Charlotte tilted the corner of her lips up. “Be that as it may, Longbourn is much too big for just the two of us. And Mr. Collins is often gone in the fields and walking about town. I fear he does not have as much to do here as he did at Hunsford. I would greatly love it if you could stay, Lizzy.”
Elizabeth squeezed Charlotte’s hands. “I would love to do that Charlotte, but you know I cannot. It is not right for us to stay here in Longbourn any longer.” Charlotte opened her mouth, but Elizabeth cut her off. “No, do not say anything. You have been most kind and generous letting us stay for several months after Papa died. It gave us time to find new places to live. We will never forget that.”
“Lizzy, you know it was the right thing to do. But do you all have to go? I can understand how difficult it is for your mother to live here, but do you and Jane need to leave? There is no need for you to leave and seek employment when you can stay here. Think of how that will affect your ability to marry well.”
Elizabeth grinned and looked away through the beam of sunlight flowing through the single window, out to the winter landscape outside. She knew Charlotte was desperate now, but she would be fine. Her family lived not far, and Meryton and all the landscape was familiar to her. Elizabeth felt a pang of sadness, but she pushed it down again. She had to be strong and look forward with optimism. There was no other course of action for them. Mr. Bennet had not left them enough money to live on, not to even rent a small house to keep the family together. The Phillips did not have enough room for Jane and Elizabeth as well as the rest of the Bennets. The eldest two had to leave.
“Well,” Elizabeth said and looked back at Charlotte with a smile, “there is not much I can do about that, Charlotte. When a family of five girls is left with not enough money to live on there must be some way to make ends meet.”
“I am going to miss you greatly, Lizzy.”
Elizabeth beamed at her friend. “I know. I shall miss you greatly as well. But the longer we stay the harder it will be for us to leave. No, it is better for us to leave now and make our way in the world.”

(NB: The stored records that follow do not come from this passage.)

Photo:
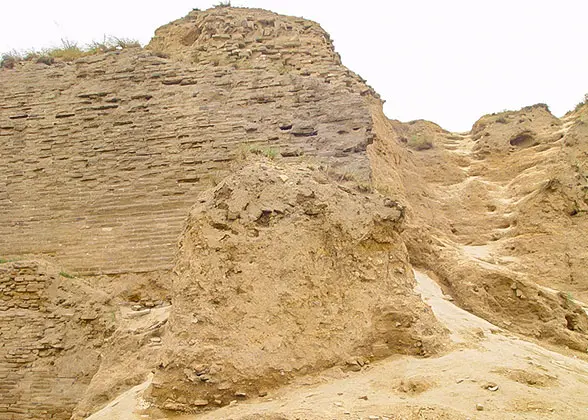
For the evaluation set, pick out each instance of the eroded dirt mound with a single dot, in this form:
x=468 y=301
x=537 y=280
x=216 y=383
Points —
x=281 y=273
x=499 y=214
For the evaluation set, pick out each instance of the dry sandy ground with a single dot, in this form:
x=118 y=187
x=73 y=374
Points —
x=489 y=374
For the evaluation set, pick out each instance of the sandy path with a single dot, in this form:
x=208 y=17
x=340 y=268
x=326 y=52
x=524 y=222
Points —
x=505 y=376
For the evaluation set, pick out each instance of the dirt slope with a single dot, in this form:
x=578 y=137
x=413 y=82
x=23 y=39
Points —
x=501 y=220
x=281 y=273
x=490 y=374
x=301 y=212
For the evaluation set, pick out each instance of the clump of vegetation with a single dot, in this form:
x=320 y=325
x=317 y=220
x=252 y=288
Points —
x=419 y=142
x=67 y=51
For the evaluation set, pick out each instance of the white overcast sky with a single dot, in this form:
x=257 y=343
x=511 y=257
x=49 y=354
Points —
x=446 y=61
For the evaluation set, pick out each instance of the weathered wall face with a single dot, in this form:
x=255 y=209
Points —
x=42 y=375
x=102 y=158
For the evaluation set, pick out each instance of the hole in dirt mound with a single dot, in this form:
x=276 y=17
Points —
x=524 y=139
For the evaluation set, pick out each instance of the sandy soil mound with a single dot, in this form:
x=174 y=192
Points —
x=491 y=375
x=282 y=273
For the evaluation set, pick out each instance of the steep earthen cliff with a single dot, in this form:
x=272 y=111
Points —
x=227 y=216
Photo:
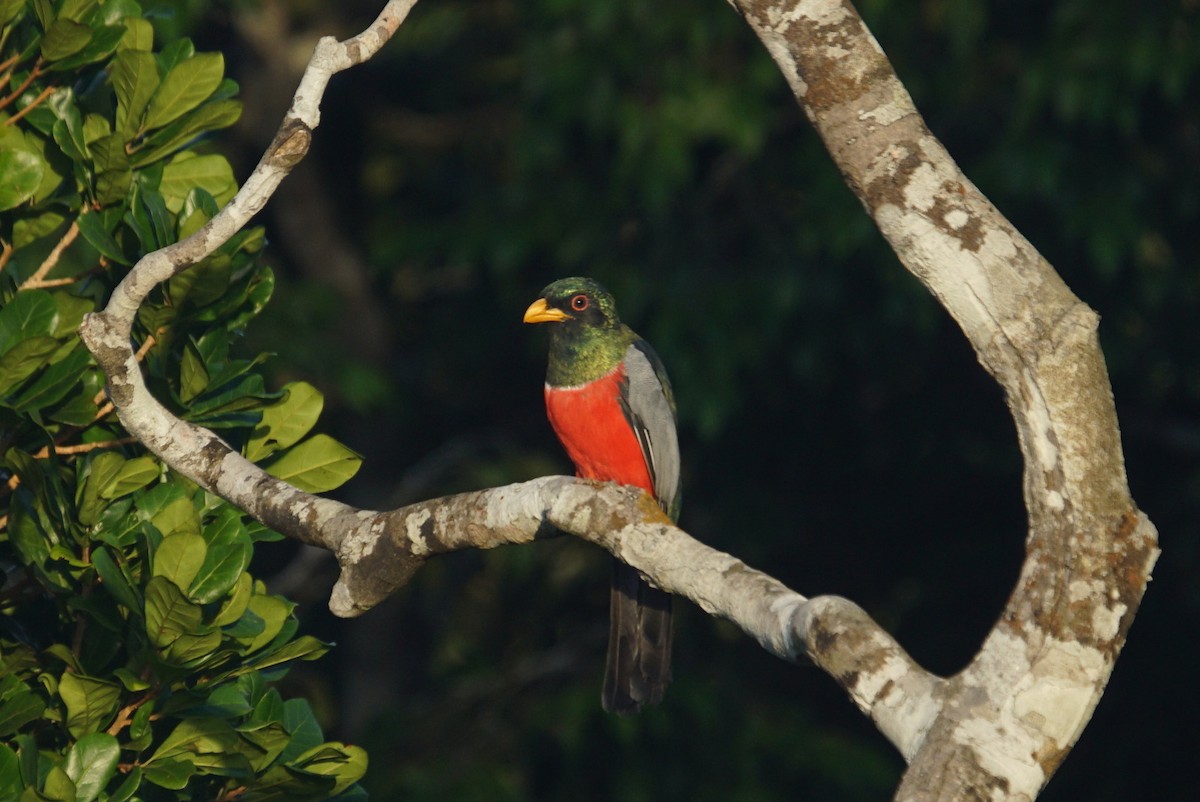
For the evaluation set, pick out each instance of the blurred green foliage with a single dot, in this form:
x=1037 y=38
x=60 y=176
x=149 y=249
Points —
x=137 y=653
x=837 y=429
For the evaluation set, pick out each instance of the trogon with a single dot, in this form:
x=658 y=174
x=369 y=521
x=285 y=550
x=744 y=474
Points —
x=610 y=402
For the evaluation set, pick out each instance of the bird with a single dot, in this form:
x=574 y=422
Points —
x=610 y=402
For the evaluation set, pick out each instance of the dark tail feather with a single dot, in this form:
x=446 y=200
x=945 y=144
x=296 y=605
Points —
x=639 y=664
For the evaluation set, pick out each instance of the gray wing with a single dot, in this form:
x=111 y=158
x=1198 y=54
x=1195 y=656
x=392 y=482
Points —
x=648 y=404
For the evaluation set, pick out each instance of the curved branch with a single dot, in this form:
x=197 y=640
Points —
x=833 y=633
x=1012 y=716
x=379 y=551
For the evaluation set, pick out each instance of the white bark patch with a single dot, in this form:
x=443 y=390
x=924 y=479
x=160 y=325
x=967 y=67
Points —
x=1059 y=700
x=1107 y=621
x=1084 y=590
x=1041 y=429
x=957 y=219
x=965 y=291
x=777 y=46
x=789 y=610
x=359 y=544
x=1002 y=753
x=923 y=187
x=413 y=525
x=822 y=12
x=885 y=114
x=910 y=713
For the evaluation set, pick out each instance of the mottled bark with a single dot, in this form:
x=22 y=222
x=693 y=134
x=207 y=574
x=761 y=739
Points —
x=996 y=730
x=1009 y=718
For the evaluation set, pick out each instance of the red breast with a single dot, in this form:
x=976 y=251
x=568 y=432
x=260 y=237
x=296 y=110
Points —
x=593 y=429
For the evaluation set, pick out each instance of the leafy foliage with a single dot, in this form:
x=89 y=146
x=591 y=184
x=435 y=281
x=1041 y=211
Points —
x=137 y=653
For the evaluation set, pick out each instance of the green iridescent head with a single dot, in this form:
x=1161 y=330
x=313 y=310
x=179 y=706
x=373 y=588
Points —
x=587 y=339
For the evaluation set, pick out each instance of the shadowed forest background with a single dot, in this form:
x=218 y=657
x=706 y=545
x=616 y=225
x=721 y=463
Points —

“And Jane is determined to go as well?”
Elizabeth nodded. “Yes, we are both going to my aunt and uncle, the Gardiners, in town. We will stay there while we find employment as governesses. I am sure Jane will find employment with the very first family she interviews with. She really does love children. It is the perfect job for her. As for me, well… ” Elizabeth smiled. “I just hope they do not expect me to teach them how to play the piano and sing.”
Charlotte smiled while Elizabeth laughed, but she was worried for Elizabeth. She feared this was an error, an irrevocable step that could not be undone and would greatly diminish Elizabeth’s chances for finding a good husband, let alone any husband.
“I will write you often. Let me know where you will be staying.”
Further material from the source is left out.